How do I capture the STDOUT and STDERR generated by my job?

If the application you are running on a node produces output on STDOUT it is important to ensure that this output is captured to a file in your home directory.  If it isn’t redirected it will be captured to a file within the node’s local storage which has limited space.  If the local storage file system fills up it may cause the job that is running to terminate early or produce inconsistent data.

It is recommended that you use the -e and -o options when running qsub.  To ensure these are not forgotten it would be best to create a shell script to start your job as follows:

qsub_job.sh:
#!/bin/bash
#PBS -e errors.txt
#PBS -o output.txt

cmds

Alternatively the two output streams can be joined together.  The following sends the error stream to the output stream:

qsub_job.sh:
#!/bin/bash
#PBS -j oe
#PBS -o output.txt

cmds

It is also possible on kunanyi to see the output and error streams while the job is still running using jobtail.sh and jobcat.sh.

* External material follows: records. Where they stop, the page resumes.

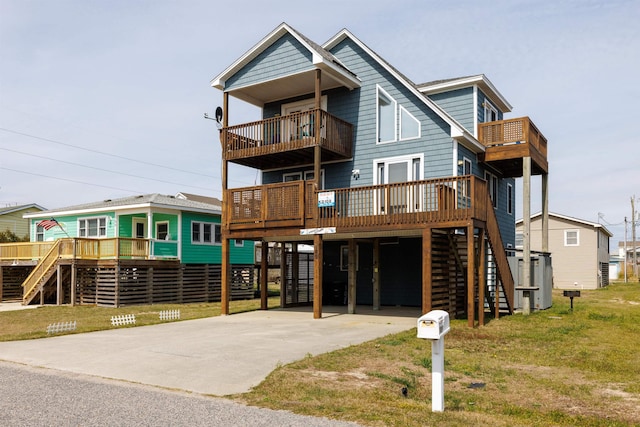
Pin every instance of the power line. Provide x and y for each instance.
(103, 153)
(101, 169)
(70, 180)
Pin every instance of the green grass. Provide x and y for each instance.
(552, 368)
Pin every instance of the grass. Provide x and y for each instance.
(552, 368)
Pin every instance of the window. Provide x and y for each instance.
(492, 182)
(205, 233)
(344, 258)
(510, 199)
(162, 230)
(519, 240)
(92, 227)
(490, 112)
(386, 117)
(571, 238)
(409, 125)
(39, 234)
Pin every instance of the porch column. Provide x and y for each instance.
(58, 284)
(482, 275)
(471, 262)
(317, 153)
(545, 212)
(317, 276)
(526, 234)
(264, 276)
(351, 283)
(376, 274)
(426, 270)
(225, 292)
(225, 276)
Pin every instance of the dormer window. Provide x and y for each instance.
(386, 117)
(490, 112)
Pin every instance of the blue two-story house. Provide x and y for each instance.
(405, 191)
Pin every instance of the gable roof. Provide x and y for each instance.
(10, 209)
(334, 72)
(480, 80)
(570, 219)
(154, 200)
(458, 131)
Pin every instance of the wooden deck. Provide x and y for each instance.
(507, 142)
(286, 141)
(254, 212)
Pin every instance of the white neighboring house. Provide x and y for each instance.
(579, 250)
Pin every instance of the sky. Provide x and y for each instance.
(105, 99)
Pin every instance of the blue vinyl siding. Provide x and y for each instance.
(284, 57)
(458, 104)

How can I monitor the progress of my PBS jobs?

Use “qstat -f” to provide information about the current status of the job.

In your job startup script you should redirect STDOUT to a file in your home directory.  This may give you information about what the job is doing depending on your application.

 

How do I specify memory allocation in the pbsscript?

#PBS -l mem=600mb

Because of the unique architecture of eddy cpus and memory are linked.  If you specify both it is possible to end up with a job that can’t be run and will remain queued until deleted.  When submitting jobs on Eddy specify memory or cpus but not both.

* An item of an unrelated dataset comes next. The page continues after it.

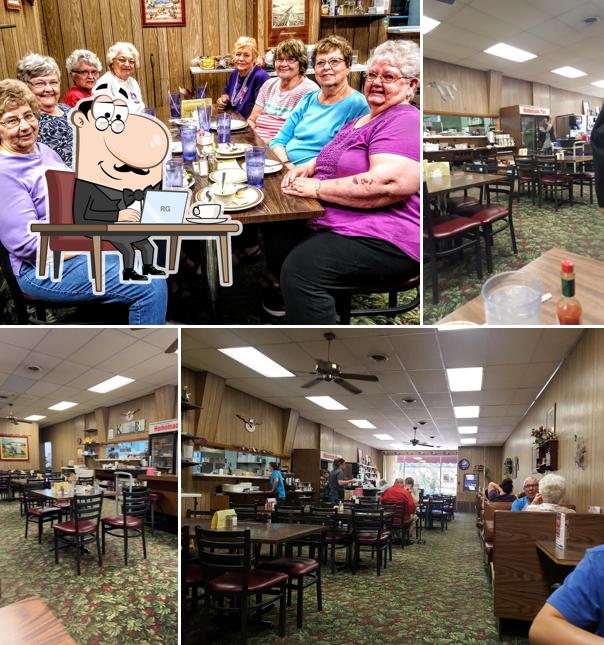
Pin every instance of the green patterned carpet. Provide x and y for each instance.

On kunanyi each node has 128GB of RAM and 28 CPUs  if you are using  whole nodes then there is no need to specify memory.  If you are using a portion of a node then specifying memory accurately will allow the schedule to find a suitable node more easily to run your jobs

 

Running array jobs on kunanyi gives invalid option '-t'

When specifying an array request to qsub please be aware of the following.  The version of PBS running on kunanyi has replaced the “-t” option with “-J”.  This change has not been reflected in the qsub man pages which still refer to “-t” but qsub will complain with invalid option ‘-t’ if used.

How do I run StarCCM/Matlab/Ansys interactively?

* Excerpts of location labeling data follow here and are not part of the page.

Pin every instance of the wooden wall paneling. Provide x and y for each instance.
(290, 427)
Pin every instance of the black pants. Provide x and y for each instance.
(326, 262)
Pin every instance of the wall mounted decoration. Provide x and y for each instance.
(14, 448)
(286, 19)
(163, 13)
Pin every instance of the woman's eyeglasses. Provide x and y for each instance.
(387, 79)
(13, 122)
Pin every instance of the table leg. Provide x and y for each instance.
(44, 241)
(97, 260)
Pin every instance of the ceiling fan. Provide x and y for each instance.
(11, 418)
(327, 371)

StarCCM, Matlab and Ansys all provide an X-Windows GUI.  To use these applications interactively you will need to run an application on your desktop that provides an X-Server. e.g. SmarTTY, MobaXterm, Mac OS (with XQuartz) or any linux desktop.

With MacOS start a Terminal from within the XQuartz application.

If using SmarTTY or MobaXterm connect to jumpbox.tpac.org.au X-Server is enabled by default if not please refer to the help for the respective application.  If using linux or Mac OS X terminal run:

ssh -Y jumpbox.tpac.org.au

The -Y option enables forwarding of X sessions from the remote server.

On jumpbox connect to the kunanyi login node using:

ssh -Y kunanyi

No applications other than compiling software should be run on the login node.  If they are all  your login sessions will be terminated.  You must submit a job to the cluster first using qsub.  An example session is as follows:

[kunanyi-01]~% qsub -I -X -l select=1:ncpus=28
qsub: waiting for job 14237.kunanyi-ohpc.tpac.org.au to start
qsub: job 14237.kunanyi-ohpc.tpac.org.au ready

localhost:50.0
[n209]~%

The above will allocate all 28 cpus on one node to your job.  You can also use “select=2:ncpu=28” to request 28 cpus on 2 nodes for a total of 56 cpus etc.  Run “man qsub” on the login node for more information about the qsub options.  After running the qsub command you will now be in a shell running on a compute node.  The prompt will change to include “nXXX” where XXX is in the range 002 to 256.  You can now load the environment module for the application you wish to run e.g.

module load starccm+
module load matlab
module load ansys

The above will load the most recent version that is available on the cluster.  To see which versions are available run:

module avail starccm+
module avail matlab
module avail ansys

Then use the module load command with the full name including the version as shown in the modul avail listing.